Multiferroic materials have garnered attention as potential next-generation data storage devices. It is fundamentally challenging, however, to find a suitable multiferroic that exhibits coupled behavior at room temperature. Strong multiferroic coupling relies on a specific ordering, or structure, of the magnetic spins in the material that is typically only stable at low temperatures. Magnetic spiral order, an example of one of these structures, leads to a twisting of the magnetic spins into a helix along a particular direction in a material.

The key to these exotic ordered phases lies in the frustration of magnetic interactions between the spins. A novel device could exploit phase transitions into the magnetic spiral phase because they are often accompanied by spontaneous electrical polarization of the material. These devices are still many years away from reality, as few materials, to date, have demonstrated a spiral magnetic order close to room temperature.

One such material is YBaCuFeO₅, a multiferroic perovskite, studied by Medarde and her colleagues. YBaCuFeO₅ is structurally related to the YBa₂Cu₃O_6+x family of high-temperature superconductors. The multiferroic material was initially created by doping the superconductor with iron. According to Medarde, the “magnetism of iron kills superconductivity,” so the result was not superconducting; however, researchers were soon attracted to the “interesting magnetism” observed in YBaCuFeO₅.

Her research team demonstrated that the spiral phase-transition temperature, T_N2, can be methodically shifted from 150 K to 310 K by changing the cooling rate over several orders of magnitude.
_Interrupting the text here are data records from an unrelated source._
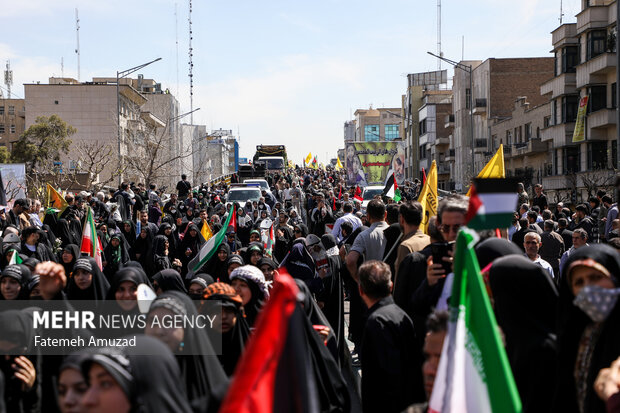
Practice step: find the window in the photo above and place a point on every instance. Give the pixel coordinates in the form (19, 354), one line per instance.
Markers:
(572, 158)
(371, 133)
(391, 132)
(598, 98)
(569, 59)
(570, 104)
(596, 42)
(528, 131)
Other fundamental properties, such as the periodicity and inclination of the rotation plane of the spiral, can be tuned by changing the annealing rate. The ability to tune these characteristics of the spiral phase is exciting to materials scientists, including John Mitchell, group leader of the Emerging Materials Group at Argonne National Laboratory, who sees this behavior as an indication “that there’s some underlying hidden variable that’s controlling this, and that turns out to be local disorder.”
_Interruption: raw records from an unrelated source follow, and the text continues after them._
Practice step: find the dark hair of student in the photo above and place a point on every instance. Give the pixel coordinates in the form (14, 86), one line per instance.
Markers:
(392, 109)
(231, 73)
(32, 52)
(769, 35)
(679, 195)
Previous neutron and x-ray powder diffraction experiments and density functional theory (DFT) calculations done by Medarde’s group with collaborators at ETH Zürich, the Bragg Institute in Australia, and Institut Laue Langevin in France, have connected the observation of incommensurate magnetic ordering to the chemical disorder in the occupation of the copper and iron B-sites in the perovskite crystal lattice (see Physical Review B, doi:10.1103/PhysRevB.91.064408). In their most recent work, the researchers noticed an annealing-dependent distortion in the bipyramidal bow-tie units that contain the copper and iron cations. The quenched samples had the highest average Cu/Fe occupation disorder and, surprisingly, exhibited the highest spiral phase-transition temperature.
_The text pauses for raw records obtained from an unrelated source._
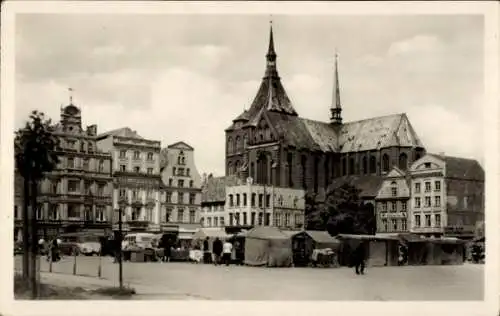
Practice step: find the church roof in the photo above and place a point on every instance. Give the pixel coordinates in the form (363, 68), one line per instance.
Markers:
(378, 132)
(462, 168)
(121, 132)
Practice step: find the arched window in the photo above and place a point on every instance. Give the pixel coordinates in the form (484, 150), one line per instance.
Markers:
(229, 145)
(373, 164)
(403, 161)
(351, 166)
(385, 163)
(238, 144)
(344, 166)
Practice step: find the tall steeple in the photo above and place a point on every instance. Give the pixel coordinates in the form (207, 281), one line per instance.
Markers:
(336, 108)
(271, 70)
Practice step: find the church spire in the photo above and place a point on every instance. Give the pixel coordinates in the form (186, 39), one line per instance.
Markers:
(336, 108)
(271, 70)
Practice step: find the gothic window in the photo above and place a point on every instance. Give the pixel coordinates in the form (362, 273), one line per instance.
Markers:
(303, 163)
(238, 144)
(344, 166)
(327, 172)
(373, 164)
(403, 161)
(385, 163)
(229, 145)
(365, 165)
(316, 173)
(289, 159)
(351, 166)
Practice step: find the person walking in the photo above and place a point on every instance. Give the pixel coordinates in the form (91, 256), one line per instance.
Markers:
(359, 258)
(227, 250)
(206, 251)
(217, 250)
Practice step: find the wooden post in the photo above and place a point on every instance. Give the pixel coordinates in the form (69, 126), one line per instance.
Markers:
(74, 261)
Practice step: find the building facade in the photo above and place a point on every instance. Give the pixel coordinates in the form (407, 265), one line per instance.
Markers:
(251, 205)
(270, 143)
(77, 195)
(181, 189)
(137, 180)
(391, 203)
(447, 196)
Stability range of the collinear and spiral phase of the YBaCuFeO₅ with cooling rate. Dashed lines are included as a guide to the eye. Courtesy of Nature Communications.

Recent theoretical models have also confirmed the importance of chemical disorder in creating the competing magnetic interactions necessary in the spiral order phase of YBaCuFeO₅ (see arXiv:1610.00783v3). This could establish what Medarde calls “design rules,” where researchers introduce chemical disorder in a precise way to synthesize multiferroic materials with desired properties. Being able to tune the properties of multiferroics will drive their utilization in future devices and applications.